Tom Cruise, an actor with a long and illustrious career -- and control issues, to boot -- must have heard this adage many a time. Why then, was Mission: Impossible -- Ghost Protocol, structured like an unsatisfying game of Sudoku? Granted, it was moderate-level Sudoku, but Sudoku nonetheless.
I've been attacked for my lack of love for MI4 -- and Lord knows I wanted to love it. Hand-to-hand combat, quick editing, gadgets and disguises -- it's enough to make a gal swoon. But why, then, did the writers decide to dilute the fun with energy-sapping subplots that offered little to no payoff?
"What do you expect?" I've been told over and over. "It's an action film -- don't make it more than it is." But guys, I'm not the one making it more than it is!!! It's the writers! MI3 was released more than 5 years ago. I don't know about you, but I didn't go into the latest film still reeling from the previous one's effects. So when Brandt makes his big confession and Julia Mead gives a gentle wave, it felt forced.

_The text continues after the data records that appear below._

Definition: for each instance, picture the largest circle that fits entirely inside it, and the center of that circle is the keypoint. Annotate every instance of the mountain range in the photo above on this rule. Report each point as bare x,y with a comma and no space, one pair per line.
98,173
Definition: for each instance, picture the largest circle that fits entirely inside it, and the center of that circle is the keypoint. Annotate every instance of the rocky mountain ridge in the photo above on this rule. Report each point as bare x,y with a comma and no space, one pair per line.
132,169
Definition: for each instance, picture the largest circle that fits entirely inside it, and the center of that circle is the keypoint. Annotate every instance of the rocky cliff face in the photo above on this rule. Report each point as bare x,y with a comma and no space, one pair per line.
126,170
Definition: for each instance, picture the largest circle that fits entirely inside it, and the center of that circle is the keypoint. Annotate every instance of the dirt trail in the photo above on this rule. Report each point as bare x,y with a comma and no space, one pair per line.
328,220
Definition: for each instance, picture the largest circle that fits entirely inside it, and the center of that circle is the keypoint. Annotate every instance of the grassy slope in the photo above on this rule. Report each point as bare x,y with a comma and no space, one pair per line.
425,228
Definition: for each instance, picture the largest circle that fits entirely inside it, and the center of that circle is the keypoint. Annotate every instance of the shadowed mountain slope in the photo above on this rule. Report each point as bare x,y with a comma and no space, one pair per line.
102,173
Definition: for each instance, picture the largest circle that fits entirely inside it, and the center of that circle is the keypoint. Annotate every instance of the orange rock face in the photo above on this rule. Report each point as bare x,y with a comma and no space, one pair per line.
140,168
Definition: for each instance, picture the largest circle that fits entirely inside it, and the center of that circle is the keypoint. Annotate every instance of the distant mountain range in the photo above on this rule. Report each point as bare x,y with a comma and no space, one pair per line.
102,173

"But Tom Cruise did his own stunts!" the lynch mob has cried. (OK, it was one person, but in my head it's a lynch mob. #dramaqueen) "That's AMAZING!"
Yes, it's amazing what one can do at a high Operating Thetan level. So why take away from the action with Jane Carter's completely uninteresting side plots? Two minutes of a girl fight and some gorgeous saris don't make up for convoluted and lagging subplots.

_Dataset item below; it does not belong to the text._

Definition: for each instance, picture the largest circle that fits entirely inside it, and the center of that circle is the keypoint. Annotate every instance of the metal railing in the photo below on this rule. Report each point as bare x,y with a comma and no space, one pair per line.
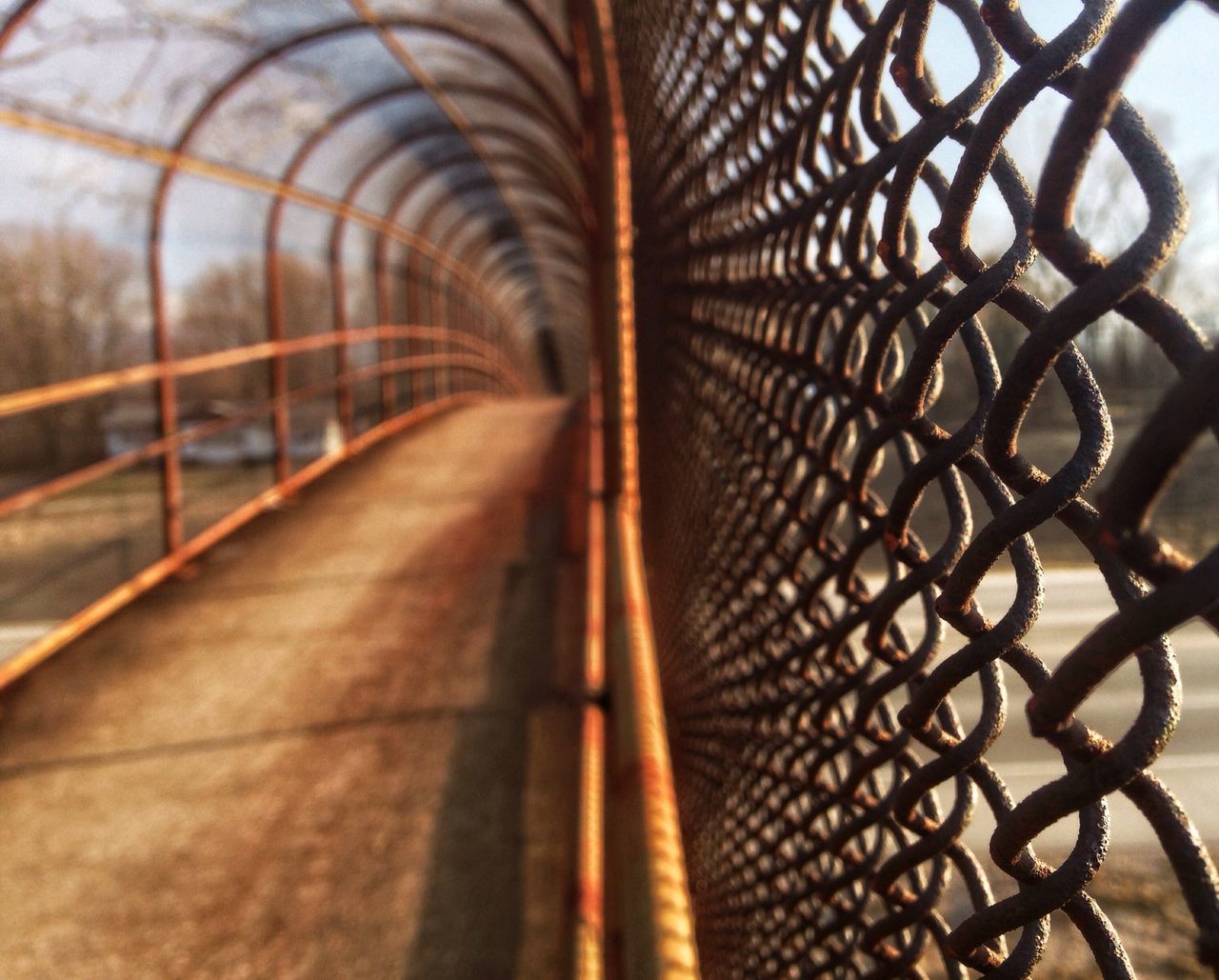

Perhaps it's because movie tickets have gone up to a rage-inspiring $13.50 in some places. If a studio wants to get people away from their Netflix and into a theater, a film has got to be worth it. You know, 2 hours and 13 minutes. If that's 2 hours and 13 minutes of explosions I could never see in real life; stunts I couldn't even pretend to do; and the wittiest of banter; then I'm all for it. If it's a Nicholas Sparks novel on steroids, well... not so much.
Look, I can't tell you the number of times I've initiated ghost protocol in my own life -- sometimes you gotta wash your hands of a situation and avert your eyes. I get it, IMF. I'm on your side. But why couldn't I have more Benji Dunn, more moments of defying gravity, and less forced melodrama? After all, it's an action film, right? Why make it more than it is?